Équipage de Guerre, se dit en France des différentes choses utiles à la guerre, c’est-à-dire des chevaux, des harnois, des tentes, & autres ustensiles que les officiers, tant généraux que particuliers, font porter avec eux. L’artillerie & ce qui concerne les vivres forment aussi des parties essentielles des équipages de l’armée. Les équipages de l’artillerie sont composés du canon, des mortiers, & de toutes les especes d’armes & de munitions nécessaires à leur service. Pour les vivres, ses équipages consistent en caissons ou chariots couverts pour voiturer le pain des troupes, les farines, &c.

Les équipages de guerre des officiers doivent être le moins nombreux, & le plus simple qu’il est possible. Nous avons sur ce sujet de très-bonnes ordonnances pour limiter & fixer le nombre des équipages, mais qui ne sont pas toûjours observées rigoureusement. Une trop grande quantité d’équipages est fort incommode & embarrassante dans les marches ; le nombre des chevaux & mulets augmente aussi la consommation du fourrage dans les camps ; ce qui oblige le général d’envoyer promptement fourrager au loin, au grand préjudice de sa cavalerie, & ce qui l’oblige aussi souvent à quitter un camp avantageux, parce que la disette & l’éloignement des fourrages ne lui permettent plus d’y subsister.

Les équipages de guerre se divisent en gros & en petits. Les gros comprennent les chariots & les charrettes ; & les petits, les chevaux de bât & les mulets. Lorsque le général a dessein de combattre, il débarrasse son armée des gros équipages. On les envoye avec une escorte sous le canon de quelque ville des environs ou de quelque poste fortifié. On s’en débarrasse encore dans les détachemens & dans les courses qu’on veut faire dans le pays ennemi, parce qu’ils retarderoient la marche, & qu’ils ne pourroient pas passer dans tous les chemins. On n’a donc dans ces sortes d’expéditions que les menus équipages, c’est-à-dire des mulets & des chevaux de bât. Les gros équipages, comme chariots & charrettes, sont plus commodes que les petits pour transporter beaucoup de bagages avec moins de chevaux, mais ils ont l’inconvénient de ne pas pouvoir aller dans toutes sortes de chemins. C’est pourquoi les Romains ne se servoient guere que de bêtes de charge pour porter les équipages de l’armée ; encore étoient-elles en petit nombre, parce qu’il n’y avoit que les personnes d’un rang distingué qui eussent des valets.

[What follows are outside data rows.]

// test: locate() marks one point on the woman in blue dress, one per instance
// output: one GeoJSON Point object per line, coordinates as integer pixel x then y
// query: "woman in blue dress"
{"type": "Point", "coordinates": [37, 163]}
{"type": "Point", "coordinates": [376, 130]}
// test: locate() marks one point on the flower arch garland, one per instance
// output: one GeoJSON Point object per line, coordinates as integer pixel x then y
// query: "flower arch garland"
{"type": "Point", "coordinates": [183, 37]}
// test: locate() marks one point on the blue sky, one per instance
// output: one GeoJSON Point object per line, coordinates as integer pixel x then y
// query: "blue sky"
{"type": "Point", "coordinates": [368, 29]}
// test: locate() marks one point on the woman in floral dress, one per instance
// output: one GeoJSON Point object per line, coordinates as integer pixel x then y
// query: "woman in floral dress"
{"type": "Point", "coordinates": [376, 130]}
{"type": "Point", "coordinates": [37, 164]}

Dans nos armées, le général peut avoir, selon l’ordonnance du 20 Juillet 1741, tel nombre de gros équipages qu’il juge à-propos ; un lieutenant-général ne doit avoir que trente chevaux ou mulets, y compris ceux qui sont employés aux attelages de trois voitures à roues ; un maréchal de camp, vingt chevaux, y compris les attelages de deux voitures à roues ; & un brigadier, colonel ou mestre-de-camp, seize chevaux, y compris une voiture à roues seulement.

Il est défendu aux lieutenans-colonels, capitaines, & autres officiers subalternes, d’avoir aucune voiture à roues, & un plus grand nombre de chevaux de monture ou de bât, que celui pour lequel ils reçoivent du fourrage.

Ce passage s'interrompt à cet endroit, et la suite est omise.